Integral to the tale is S. Tilottama, real and adopted daughter of Maryam Ipe. Tilo’s story, and that of the three men who love her, is told not only by her, but by Dr Azad Bhartiya (fasting Free Indian), Biplab Desgupta (her ex-Intelligence Bureau landlord), and Musa Yeswi (elusive militant). Filling out the quirky cast are a paraven calling himself Saddam Hussain, Zainab the Bandicoot, Naga the journalist, a singing teacher, and an abandoned baby, to name just a few.

How all their lives intersect and how these lives are impacted upon by Government and policy, and in particular, the Kashmiri freedom struggles, is told using vignettes, anecdotes, loosely connected short stories, moral tales, memos, disjointed scraps, accounts that take detours and meander off on tangents. As with Rushdie, Seth and Mistry, this novel has that unmistakeable, essential Indian quality, in characters, in dialogue, in plot.

But here, moreso than in The God of Small Things, the fact that this is a novel by Arundhati Roy the social activist, is very much in evidence (as readers of her non-fiction works will attest) and thus includes illustrations of the many issues against which she rails. Some reviewers describe this novel as “preachy”; the causes are worthy, but readers may feel that is it is only a shade off being exactly that, and perhaps be forgiven for wishing that it was more novel, less moral tale.

Some of Roy’s descriptive prose, as with in The God of Small Things, is staggeringly beautiful, poetic and profound: “They understood of course that it was a dirge for a fallen empire whose international borders had shrunk to a grimy ghetto circumscribed by the ruined walls of an old city.
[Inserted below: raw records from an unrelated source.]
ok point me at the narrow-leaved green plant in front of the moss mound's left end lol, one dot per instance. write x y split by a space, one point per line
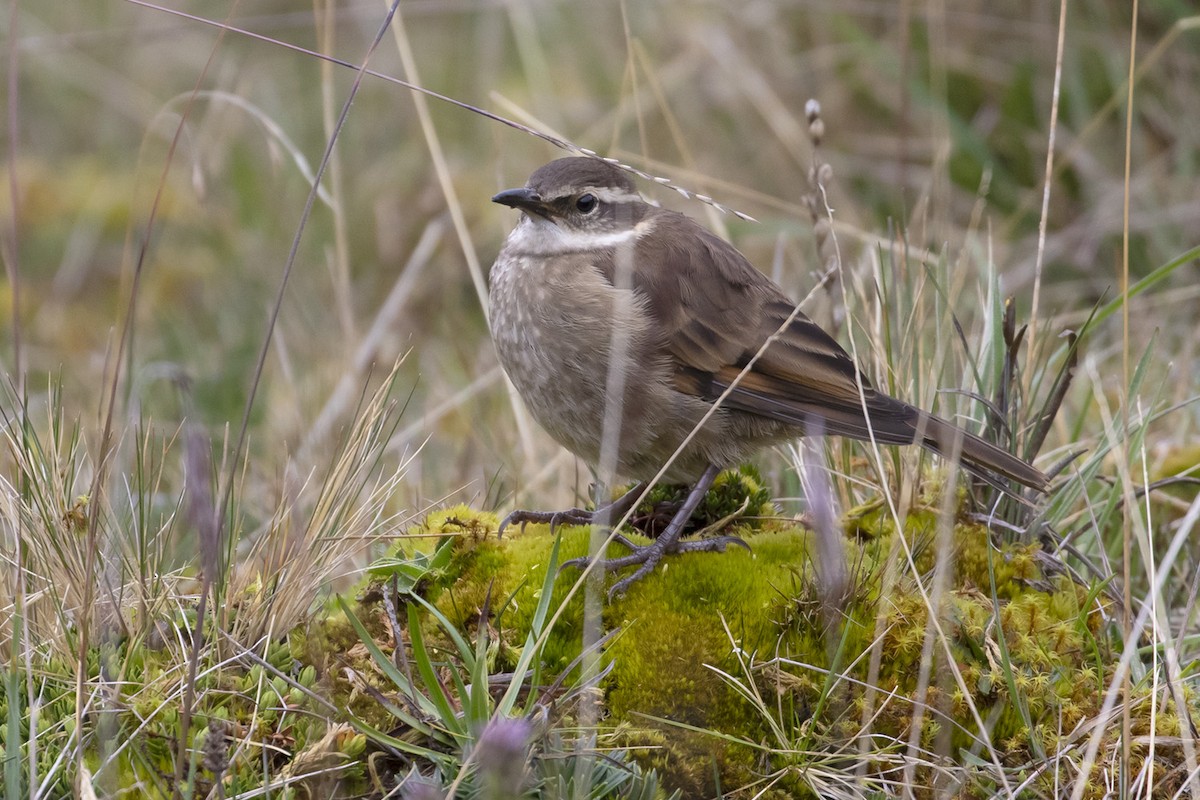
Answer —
464 730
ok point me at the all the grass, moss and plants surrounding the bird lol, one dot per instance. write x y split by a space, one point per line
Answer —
256 443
And yes, they realised that it was also a rueful comment on Mulaqat Ali’s own straitened circumstances. What escaped them was that the couplet was a sly snack, a perfidious samosa, a warning wrapped in mourning, being offered with faux humility by an erudite man who had absolute faith in his listeners’ ignorance of Udru, a language which, like most of those who spoke it, was gradually being ghettoized.”

However, the vague and veiled references to certain personages, events and ideas which are, perhaps, obvious to those familiar with Indian current affairs, will go straight over the heads of other readers, the message will be lost or less than clear. There is humour, heartache, despair and hope, there is much cruelty but also abundant kindness, making it a moving and powerful read.
peter carr

What the hell is this all about ?
If you think you don't have enough work in your life, read this book. It feels like trying to sort out your attic. Obscure prose, hordes of dusty bits and pieces you have to wade through to get to the questionable moral in the far corner of the unlit room. Jumbles of unmemorable names, "clever " jumps back and forward in time, and a cast of grotesques that add nothing to the story. There's an old chest in one corner, stuffed with forced references to trans rights that feels as though it is crowbarred in to appeal to "modern" thinkers. only in the last quarter of the book does it start to feel like literature, and by then you will have lost the will to live.
Ursula Swamy

A highly-overated book - not literature at all
II recently read the novel The Ministry of Utmost Happiness by Arundhati Roy.
I found the book to be immature in its writing, poor prose and the stories within do not cohere. If it is magical realism then her writing needs to be vastly improved. I do not think she understands what fiction actually implies. Her non-fiction is probably better written.